Publicizing the label you identify with may also help you find your sexual subculturewhich researchers define as a group of people that shares a set of norms, values, beliefs, and sexual preferences or desires that are considered deviant by the dominant culture.

Bottoming out sex

Someone interested in having sex that is different from that dominant majority queer, kinky, gender-explorative, etc. Doing so can help a person cultivate a sense of community, which can in turn help folks shed a sense of shame. The mere existence of the label and reality that many people use it means these folks are all in good company, says Tanner.

And since strength can come with s, that alone can be shame-extinguishing. While sexual identifiers can be helpful for dating and finding a sense of community, they're certainly not the final word on compatibility of any sort. And when it comes to the sexual stuff? Compromise is generally a fruitful tool to facilitate compatibility among folks who have supposed misaligned identifiers in sex, like multiple tops or multiple bottoms, says sex educator Searah Deysach, owner of pleasure-product company Early to Bed. And, it's worth pointing out, not all tops are sexually compatible with all bottoms, just as not all sides are compatible with all sides.

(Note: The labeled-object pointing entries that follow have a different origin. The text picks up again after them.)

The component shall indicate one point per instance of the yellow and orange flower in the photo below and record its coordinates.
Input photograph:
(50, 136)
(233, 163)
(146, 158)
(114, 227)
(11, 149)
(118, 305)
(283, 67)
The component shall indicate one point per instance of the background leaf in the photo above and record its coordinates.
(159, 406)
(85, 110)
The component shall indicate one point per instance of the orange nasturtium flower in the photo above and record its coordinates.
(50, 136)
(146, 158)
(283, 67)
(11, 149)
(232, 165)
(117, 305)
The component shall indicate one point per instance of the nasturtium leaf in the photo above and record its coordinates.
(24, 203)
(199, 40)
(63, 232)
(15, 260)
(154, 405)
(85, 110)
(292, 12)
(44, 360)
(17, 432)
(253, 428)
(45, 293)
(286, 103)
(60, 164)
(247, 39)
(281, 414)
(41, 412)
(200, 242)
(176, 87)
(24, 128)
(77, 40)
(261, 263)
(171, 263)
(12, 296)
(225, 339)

Likewise, socially, not all people who are interested in similar sex acts are destined to be friends. Beyond compatibility among friends and potential partners, sexual identifiers are, at best, a single marker of a person's preferences or even personality —but they're just one marker of many. Giving too much credence to that single marker—which can, by the way, evolve and change over time—can have an isolating effect. Just as any other label mom, Catholic, lawyer, etc.

Bottoming out sex

Consider the top, for example, who meets a partner they do want to bottom for. Does that top allow themselves the freedom to switch roles, or do they let their attachment to a top identity keep them from lying? Make a list of your best sexual experiences, noting the sex acts you tried, the physical location of your body during the sessions, and energetic exchange.

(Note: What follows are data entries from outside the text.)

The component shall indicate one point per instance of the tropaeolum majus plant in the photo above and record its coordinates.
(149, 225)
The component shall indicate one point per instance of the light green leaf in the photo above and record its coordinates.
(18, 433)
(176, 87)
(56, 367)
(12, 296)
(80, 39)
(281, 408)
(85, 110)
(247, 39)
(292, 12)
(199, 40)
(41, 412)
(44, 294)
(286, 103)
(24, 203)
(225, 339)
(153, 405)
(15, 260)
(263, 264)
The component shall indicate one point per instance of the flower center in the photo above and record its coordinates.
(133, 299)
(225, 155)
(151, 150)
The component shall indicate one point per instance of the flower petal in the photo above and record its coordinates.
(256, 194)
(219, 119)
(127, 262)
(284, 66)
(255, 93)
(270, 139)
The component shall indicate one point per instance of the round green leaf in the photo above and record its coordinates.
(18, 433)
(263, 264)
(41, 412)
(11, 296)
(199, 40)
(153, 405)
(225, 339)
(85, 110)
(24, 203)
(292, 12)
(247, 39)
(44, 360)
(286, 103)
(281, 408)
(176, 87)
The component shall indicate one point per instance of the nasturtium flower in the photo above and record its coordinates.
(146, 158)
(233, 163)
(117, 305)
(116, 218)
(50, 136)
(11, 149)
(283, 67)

And during partnered play, explore, explore, and explore some more, Tanner adds. The most meaningful practice is to maintain an ongoing curiosity about your sexual desires. Oh hi! Enter Address. Your official excuse to add "OOD" ahem, out of doors to your cal. Become an Insider. Facebook Pinterest Twitter Youtube Instagram. T op, bottom, vers, switch, sides.

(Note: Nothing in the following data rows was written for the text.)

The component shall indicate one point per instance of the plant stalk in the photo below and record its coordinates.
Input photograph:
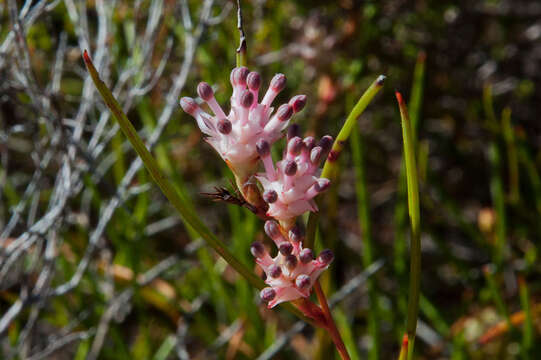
(414, 214)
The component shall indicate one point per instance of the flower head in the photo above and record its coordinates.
(289, 188)
(293, 271)
(234, 136)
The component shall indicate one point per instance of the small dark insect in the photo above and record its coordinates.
(223, 194)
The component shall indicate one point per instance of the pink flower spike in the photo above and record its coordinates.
(293, 179)
(263, 149)
(291, 274)
(294, 147)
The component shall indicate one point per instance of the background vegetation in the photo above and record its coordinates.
(94, 263)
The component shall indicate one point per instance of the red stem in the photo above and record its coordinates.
(331, 326)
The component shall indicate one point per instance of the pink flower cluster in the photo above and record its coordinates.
(234, 136)
(245, 136)
(292, 272)
(289, 188)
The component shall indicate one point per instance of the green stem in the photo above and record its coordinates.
(414, 214)
(363, 213)
(330, 167)
(241, 50)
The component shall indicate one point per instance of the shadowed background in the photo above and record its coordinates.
(94, 263)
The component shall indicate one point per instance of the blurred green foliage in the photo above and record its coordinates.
(481, 57)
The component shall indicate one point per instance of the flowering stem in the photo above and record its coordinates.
(331, 325)
(414, 214)
(241, 50)
(188, 215)
(330, 167)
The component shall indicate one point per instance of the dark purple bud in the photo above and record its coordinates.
(275, 271)
(246, 99)
(309, 142)
(270, 196)
(294, 146)
(326, 256)
(278, 82)
(253, 81)
(205, 91)
(284, 112)
(322, 184)
(326, 143)
(257, 249)
(224, 126)
(306, 256)
(296, 233)
(239, 75)
(267, 294)
(263, 148)
(292, 131)
(272, 229)
(316, 155)
(189, 105)
(291, 262)
(297, 102)
(285, 248)
(290, 168)
(302, 281)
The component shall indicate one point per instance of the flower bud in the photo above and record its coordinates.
(306, 256)
(263, 148)
(205, 91)
(284, 112)
(290, 168)
(189, 105)
(224, 126)
(309, 142)
(294, 146)
(274, 271)
(253, 81)
(297, 103)
(257, 249)
(291, 262)
(285, 248)
(296, 233)
(316, 154)
(272, 229)
(322, 184)
(246, 99)
(302, 281)
(292, 131)
(278, 82)
(267, 294)
(270, 196)
(326, 256)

These words may sound like bunk preferences or Bop It! According to Casey Tanner, LCPCcertified sex therapist and expert with pleasure-product company Lelothese terms originated in the gay, male-identifying community, but they've since become ubiquitous in the broader queer community, and have also permeated into the way some hetero, cis folks describe how dominant or submissive they are during sex.

But, as is the case with all labels, using these identifiers can be helpful to an extent for providing a sense of community and belonging, but they can also be incredibly limiting. Related Stories. Experts Referenced. Casey Tanner.

Certified sex therapist. Goody Howard, MSW. Searah Deysach. Sex Educator and owner of Early to Bed. Tags: Sex Advice. Loading More Posts Featured Collection. Close Close.